Communal housing plan outside rules

The proposed Urban Cohousing Otepoti Ltd development at the former High Street School. Image from...
The proposed Urban Cohousing Otepoti Ltd development at the former High Street School. Image from Architype.
The historic High Street School war memorial gates and railing, which will be retained in the...
The historic High Street School war memorial gates and railing, which will be retained in the design. Photo by Craig Baxter.

A pioneer communal housing development planned for the former High Street School site will have to negotiate the resource consent process, after its design was ruled non-complying.

The Dunedin City Council has called for public submissions on Urban Cohousing Otepoti Ltd's consent application for 26 two-storey and three-storey residential units on the site, which is bordered by High, Alva and Montpellier Sts, in Mornington.

The plans breach height plane angle and minimum front yard rules, and density regulations.

The plans show a project built close to High St, with 18 on-site car parks, and with the war memorial entranceway kept.

Units would be privately owned and on individual titles, with residents sharing in the use of communal buildings and outdoor areas and co-operatively managing the site.

The development was designed by Dunedin company Architype Ltd, which specialises in the design of buildings with low-energy use.

''We've had positive interactions with the DCC and now we're trying to move things on,'' architect and Urban Cohousing Otepoti member Tim Ross said yesterday.

''The group had bought the 5000sq m site for $800,000 under tender last September, with the intention of building medium-density, terraced houses and re-using the school buildings as common areas for all the house occupants to share.

''We've been meeting twice a week for months now. So far, 10 families have committed, financially, to the project,'' Mr Ross said.

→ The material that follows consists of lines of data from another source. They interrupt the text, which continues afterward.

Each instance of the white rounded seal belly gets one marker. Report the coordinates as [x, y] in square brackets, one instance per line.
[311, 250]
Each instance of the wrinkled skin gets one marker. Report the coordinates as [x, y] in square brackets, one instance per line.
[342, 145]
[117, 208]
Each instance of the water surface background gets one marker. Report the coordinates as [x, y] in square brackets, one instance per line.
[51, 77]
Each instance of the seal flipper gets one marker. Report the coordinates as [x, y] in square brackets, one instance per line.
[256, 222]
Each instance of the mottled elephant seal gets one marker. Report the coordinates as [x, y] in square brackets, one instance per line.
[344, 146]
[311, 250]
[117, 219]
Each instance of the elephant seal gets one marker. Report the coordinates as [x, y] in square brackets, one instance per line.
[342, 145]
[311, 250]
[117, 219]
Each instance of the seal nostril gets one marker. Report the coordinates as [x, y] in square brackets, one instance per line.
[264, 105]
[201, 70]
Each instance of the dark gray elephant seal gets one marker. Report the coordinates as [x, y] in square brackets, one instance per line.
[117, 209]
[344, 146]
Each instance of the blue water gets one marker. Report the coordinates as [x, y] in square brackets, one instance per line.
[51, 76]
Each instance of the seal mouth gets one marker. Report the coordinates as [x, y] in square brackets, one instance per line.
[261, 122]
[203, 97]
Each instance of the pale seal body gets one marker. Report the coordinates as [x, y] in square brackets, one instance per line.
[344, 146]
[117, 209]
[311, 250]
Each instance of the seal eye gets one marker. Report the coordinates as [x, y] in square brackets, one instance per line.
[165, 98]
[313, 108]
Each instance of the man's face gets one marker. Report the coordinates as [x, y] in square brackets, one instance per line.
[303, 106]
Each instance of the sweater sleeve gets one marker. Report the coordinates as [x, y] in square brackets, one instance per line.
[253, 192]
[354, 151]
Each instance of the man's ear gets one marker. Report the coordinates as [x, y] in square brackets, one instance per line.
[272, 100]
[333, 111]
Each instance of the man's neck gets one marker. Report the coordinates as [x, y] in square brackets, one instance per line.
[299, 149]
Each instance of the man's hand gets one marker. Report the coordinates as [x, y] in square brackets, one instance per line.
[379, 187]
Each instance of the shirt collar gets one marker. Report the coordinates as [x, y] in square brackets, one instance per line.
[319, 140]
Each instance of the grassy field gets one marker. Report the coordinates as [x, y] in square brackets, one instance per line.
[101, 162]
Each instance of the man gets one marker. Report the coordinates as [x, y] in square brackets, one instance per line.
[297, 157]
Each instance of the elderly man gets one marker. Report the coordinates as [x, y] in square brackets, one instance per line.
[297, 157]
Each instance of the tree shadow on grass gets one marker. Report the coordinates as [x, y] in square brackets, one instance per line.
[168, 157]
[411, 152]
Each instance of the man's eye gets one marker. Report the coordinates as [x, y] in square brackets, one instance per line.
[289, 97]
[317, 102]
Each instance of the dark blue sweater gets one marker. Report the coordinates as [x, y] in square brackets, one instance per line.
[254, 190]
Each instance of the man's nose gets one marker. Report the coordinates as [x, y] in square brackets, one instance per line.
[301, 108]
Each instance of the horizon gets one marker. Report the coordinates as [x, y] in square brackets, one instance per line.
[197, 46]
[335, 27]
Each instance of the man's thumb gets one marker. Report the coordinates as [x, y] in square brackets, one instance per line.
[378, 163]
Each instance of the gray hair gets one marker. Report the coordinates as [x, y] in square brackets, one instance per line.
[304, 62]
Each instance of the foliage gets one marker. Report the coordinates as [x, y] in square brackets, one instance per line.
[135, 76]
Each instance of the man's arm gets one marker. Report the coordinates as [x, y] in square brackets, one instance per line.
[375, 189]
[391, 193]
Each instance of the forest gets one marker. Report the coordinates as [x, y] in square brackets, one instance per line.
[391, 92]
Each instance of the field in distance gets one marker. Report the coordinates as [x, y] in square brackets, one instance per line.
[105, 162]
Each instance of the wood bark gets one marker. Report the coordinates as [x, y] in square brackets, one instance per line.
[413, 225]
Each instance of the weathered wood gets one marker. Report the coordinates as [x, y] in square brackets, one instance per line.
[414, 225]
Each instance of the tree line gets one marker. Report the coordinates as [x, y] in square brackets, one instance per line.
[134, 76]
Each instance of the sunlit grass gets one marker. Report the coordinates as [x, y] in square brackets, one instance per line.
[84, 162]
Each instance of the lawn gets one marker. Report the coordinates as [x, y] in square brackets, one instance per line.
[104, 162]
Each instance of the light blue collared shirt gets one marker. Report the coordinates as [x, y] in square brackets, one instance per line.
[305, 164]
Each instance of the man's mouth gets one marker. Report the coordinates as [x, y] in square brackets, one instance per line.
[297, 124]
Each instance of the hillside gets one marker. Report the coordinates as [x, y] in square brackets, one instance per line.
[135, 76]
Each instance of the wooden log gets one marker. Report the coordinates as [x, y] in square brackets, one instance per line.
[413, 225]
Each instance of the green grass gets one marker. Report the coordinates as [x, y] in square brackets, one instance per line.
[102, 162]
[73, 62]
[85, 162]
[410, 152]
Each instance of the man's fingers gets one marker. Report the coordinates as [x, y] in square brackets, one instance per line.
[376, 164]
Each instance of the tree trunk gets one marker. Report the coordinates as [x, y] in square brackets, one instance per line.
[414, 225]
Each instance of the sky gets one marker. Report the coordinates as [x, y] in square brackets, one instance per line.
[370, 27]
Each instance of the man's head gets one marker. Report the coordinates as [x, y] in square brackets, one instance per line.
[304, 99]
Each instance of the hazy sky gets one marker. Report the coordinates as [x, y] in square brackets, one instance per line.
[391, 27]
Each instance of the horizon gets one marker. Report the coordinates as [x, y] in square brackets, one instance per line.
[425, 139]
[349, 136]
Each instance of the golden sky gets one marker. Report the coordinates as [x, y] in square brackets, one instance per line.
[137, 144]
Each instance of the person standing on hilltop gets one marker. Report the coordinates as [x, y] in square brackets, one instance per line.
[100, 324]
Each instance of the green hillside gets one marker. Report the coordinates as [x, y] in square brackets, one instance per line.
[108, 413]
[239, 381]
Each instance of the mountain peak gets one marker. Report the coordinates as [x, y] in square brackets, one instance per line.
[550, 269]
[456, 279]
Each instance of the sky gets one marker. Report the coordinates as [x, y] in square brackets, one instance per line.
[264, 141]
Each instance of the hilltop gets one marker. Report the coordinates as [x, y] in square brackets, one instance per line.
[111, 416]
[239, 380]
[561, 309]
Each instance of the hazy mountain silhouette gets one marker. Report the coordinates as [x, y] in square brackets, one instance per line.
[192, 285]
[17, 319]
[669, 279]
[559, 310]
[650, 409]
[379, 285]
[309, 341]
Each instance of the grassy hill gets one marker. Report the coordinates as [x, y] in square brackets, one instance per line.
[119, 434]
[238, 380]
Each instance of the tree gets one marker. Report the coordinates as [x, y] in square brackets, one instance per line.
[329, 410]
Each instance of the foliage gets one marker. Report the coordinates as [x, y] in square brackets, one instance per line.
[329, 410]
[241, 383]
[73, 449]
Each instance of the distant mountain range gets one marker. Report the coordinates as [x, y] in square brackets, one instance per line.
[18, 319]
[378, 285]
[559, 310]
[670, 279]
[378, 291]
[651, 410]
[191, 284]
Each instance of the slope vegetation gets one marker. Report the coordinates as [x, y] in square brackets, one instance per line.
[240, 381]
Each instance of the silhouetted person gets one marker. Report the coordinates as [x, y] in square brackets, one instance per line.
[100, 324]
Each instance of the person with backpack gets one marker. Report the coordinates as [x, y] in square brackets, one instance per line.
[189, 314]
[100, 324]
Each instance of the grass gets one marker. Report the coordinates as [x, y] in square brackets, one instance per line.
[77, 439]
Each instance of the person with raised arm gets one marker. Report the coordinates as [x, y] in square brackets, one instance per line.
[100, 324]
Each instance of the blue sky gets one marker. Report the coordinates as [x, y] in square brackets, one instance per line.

''But it's a complex equation, because you're not just buying your unit, but you're also contributing to communal buildings.''

If consent was granted, it could still be some time before construction started, Mr Ross said.

''It all depends totally on the uptake of selling. It's a risk-averse project, so we won't be going ahead until we know it is financially viable.

''We've been carefully doing our sums as we go along and we're also pushing on things like build quality.''

If viable, construction of some blocks of units could be started before all 26 titles had sold, he said.

''We thought 26 was a good number for a cohousing development. The group doesn't want it to be jam-packed and 26 is not too big and not too small.''

The project had been hastened by changes introduced on July 1, which he said increased development contributions from $250 to $5300 a section.

''That was part of the impetus,'' Mr Ross said.

''Building in New Zealand is pricey.

''The Dunedin building market is very challenging to work in,'' Mr Ross said. He said the co-operative building development idea ''has a lot going for it''.

While a relatively new concept in New Zealand, cohousing communities have been popular in the northern hemisphere since the 1960s.

Existing school buildings, a historic entrance gate and much of the railing would be retained as part of the redevelopment, Mr Ross said.

''It adds character to the site. There's a joy in that culture, heritage and history.''

High Street School, established in 1887, closed in February 2011.

Though the development was assessed as non-complying, city planning rules allowed for flexibility regarding developments on large sites, city council development manager Anna Johnson has said.

The resource consent process considered the scale of the development, whether the infrastructure could handle it and any effects on neighbours, she said.

Consent is also sought for earthworks which would exceed permitted activity thresholds in the District Plan. Submissions close at 5pm on August 15.